In 2009, in a statement on “Children and Armed Conflict” made before the UN Security Council on behalf of Denmark, Finland, Iceland, Norway and Sweden, the permanent representative of Finland stated:
Recruitment of boys and girls to take part in hostilities is a violation of international law, and a war crime in both international and non-international armed conflicts. The (nearly) universal recognition of the prohibition on recruiting or using child soldiers must be matched by effective implementation on the domestic level. The first case before the International Criminal Court (ICC) to have proceeded to trial phase, the one against Thomas Lubanga Dyilo, is a milestone in the efforts to end impunity for the use of child soldiers. …
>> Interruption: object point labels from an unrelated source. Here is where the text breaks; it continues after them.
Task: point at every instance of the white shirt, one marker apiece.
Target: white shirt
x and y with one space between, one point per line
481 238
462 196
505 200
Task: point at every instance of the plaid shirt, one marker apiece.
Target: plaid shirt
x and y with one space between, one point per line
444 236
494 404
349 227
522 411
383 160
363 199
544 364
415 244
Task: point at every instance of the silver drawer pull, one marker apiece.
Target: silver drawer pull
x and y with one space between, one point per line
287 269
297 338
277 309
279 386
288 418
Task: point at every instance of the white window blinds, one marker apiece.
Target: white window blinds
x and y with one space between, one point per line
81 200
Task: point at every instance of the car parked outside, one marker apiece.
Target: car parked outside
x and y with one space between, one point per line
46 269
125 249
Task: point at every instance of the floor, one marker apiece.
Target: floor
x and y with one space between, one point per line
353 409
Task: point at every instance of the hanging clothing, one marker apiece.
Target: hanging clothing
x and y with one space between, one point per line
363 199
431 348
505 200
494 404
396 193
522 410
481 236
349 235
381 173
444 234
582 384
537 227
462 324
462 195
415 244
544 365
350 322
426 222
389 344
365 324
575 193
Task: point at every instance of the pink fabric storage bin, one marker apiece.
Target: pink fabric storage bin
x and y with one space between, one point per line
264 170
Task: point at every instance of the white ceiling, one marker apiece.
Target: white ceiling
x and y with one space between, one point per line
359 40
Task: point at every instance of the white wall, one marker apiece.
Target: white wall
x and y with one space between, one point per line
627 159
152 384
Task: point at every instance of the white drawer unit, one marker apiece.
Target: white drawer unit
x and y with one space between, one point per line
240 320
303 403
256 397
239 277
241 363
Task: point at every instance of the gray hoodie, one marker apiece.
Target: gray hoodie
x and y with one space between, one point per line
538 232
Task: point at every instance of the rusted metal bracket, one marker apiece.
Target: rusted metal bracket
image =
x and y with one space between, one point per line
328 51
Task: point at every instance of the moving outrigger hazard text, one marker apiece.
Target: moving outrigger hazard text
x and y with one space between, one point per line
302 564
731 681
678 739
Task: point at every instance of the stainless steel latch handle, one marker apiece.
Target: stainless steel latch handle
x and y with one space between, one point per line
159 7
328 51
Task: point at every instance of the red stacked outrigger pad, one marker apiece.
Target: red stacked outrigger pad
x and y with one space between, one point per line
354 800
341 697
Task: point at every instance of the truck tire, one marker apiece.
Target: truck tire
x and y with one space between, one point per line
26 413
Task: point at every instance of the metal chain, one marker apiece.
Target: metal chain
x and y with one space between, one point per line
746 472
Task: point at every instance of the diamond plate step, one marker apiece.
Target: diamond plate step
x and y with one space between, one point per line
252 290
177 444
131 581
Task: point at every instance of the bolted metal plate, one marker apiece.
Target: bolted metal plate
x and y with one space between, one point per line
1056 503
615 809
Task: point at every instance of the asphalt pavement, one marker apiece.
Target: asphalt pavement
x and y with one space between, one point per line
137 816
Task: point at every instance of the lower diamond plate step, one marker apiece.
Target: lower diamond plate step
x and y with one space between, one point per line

The Nordic countries wish to emphasize the need for all parties to relevant situations of armed conflict to present concrete, time-bound action plans with detailed descriptions on how they will end and prevent the recruitment of child soldiers …
[W]e would like to reiterate our encouragement to the SC [Security Council] and to the entire UN system to give children in armed conflict the attention they deserve. 
Denmark, Statement by the permanent representative of Finland before the UN Security Council on “Children and Armed Conflict” made on behalf of Denmark, Finland, Iceland, Norway and Sweden, 29 April 2009.